Aponte había reconocido al instante a su interlocutor y con
la misma inmediatez comprendió el aviso: su vida peligraba.
Las palabras de quien no se arriesgaba a facilitar auxilio, pero
al menos destapaba crípticamente lo que se avecinaba, se
movieron como el relámpago en la mente del magistrado del
Supremo. El caso de la purga del general Ochoa, hecho fusilar
por Fidel Castro en 1989, fue muy seguido por los
venezolanos, pues el militar, participante de la revolución
contra Batista y nombrado «Héroe de la República de Cuba»,
había dirigido en la década de 1960 la incursión de guerrillas
en varios puntos de Venezuela y protagonizó sonadas
emboscadas contra el Ejército. En 1989 se le acusó de
operaciones de narcotráfico, en conexión con el cartel de
Medellín. En el juicio, televisado durante un mes, Ochoa
admitió los cargos, que también implicaban a otros trece
oficiales, y pidió para sí la pena de muerte. Su ejecución, en el
año de la caída del Muro de Berlín, fue un aviso de que Fidel
seguía conservando el poder en un puño y equivalía al golpe
sobre la mesa que el régimen chino daba esos mismos días en
Tiananmen.
Tras la llamada, Aponte actuó con presteza. Era el viernes
17 de marzo de 2012 por la mañana. Para el martes 20 se
había programado una sesión de la Asamblea Nacional,
convocada por el Poder Moral (un quinto poder establecido
por Chávez) con la formalidad de escuchar al propio Aponte
en relación a las acusaciones hechas por un destacado
narcotraficante. Estaba claro que en esa sesión iban a
despojarle de su inmunidad, arrojarle del cargo de magistrado
y entregarle a la Justicia. Y Aponte sabía de muy primera
mano cómo funcionaban al dictado los tribunales en Venezuela.
Por si había dudas de cuáles eran las intenciones, el día antes
de esa sesión el presidente de la Asamblea Nacional,
Diosdado Cabello, reunió a varios diputados de la oposición.

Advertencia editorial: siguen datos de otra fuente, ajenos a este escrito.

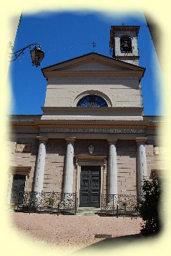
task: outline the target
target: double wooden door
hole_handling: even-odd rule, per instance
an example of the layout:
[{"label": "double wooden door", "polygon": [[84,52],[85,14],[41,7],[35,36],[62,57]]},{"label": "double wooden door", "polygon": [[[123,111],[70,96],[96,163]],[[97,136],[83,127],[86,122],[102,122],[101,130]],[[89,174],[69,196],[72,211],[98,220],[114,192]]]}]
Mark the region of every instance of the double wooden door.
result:
[{"label": "double wooden door", "polygon": [[82,166],[80,207],[100,207],[100,166]]},{"label": "double wooden door", "polygon": [[26,176],[14,174],[13,177],[12,190],[11,196],[11,204],[21,204],[23,200],[26,182]]}]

«Voy a poner a Aponte Aponte para que hagan con él lo que
les dé la gana», les dijo, según le llegó al juez. Para entonces,
el hasta ese momento jefe de la Sala Penal del TSJ ya había
huido del país.
Acabada de escuchar la advertencia telefónica en su
oficina, Aponte tomó un taxi para ir a casa a recoger su
pasaporte. Contactó a varios panas, con los que trazó la vía de
escape. Hacia las once de la mañana salió con dos de ellos en
automóvil desde Caracas. Uno hacía de conductor, el otro
actuaba de vigía. Tardaron unas tres horas en llegar a Tucacas
(Falcón), una localidad costera en la que Aponte contrató a un
pescador para que en su peñero le llevara a Curasao, isla de
soberanía holandesa situada frente al litoral venezolano.
Fueron unas tres horas de navegación, en un bote a motor de
unos nueve metros de eslora, en el que Aponte viajaba con la
intranquilidad de que entre las olas de varios metros que se
levantaban apareciera de pronto una lancha guardacostas.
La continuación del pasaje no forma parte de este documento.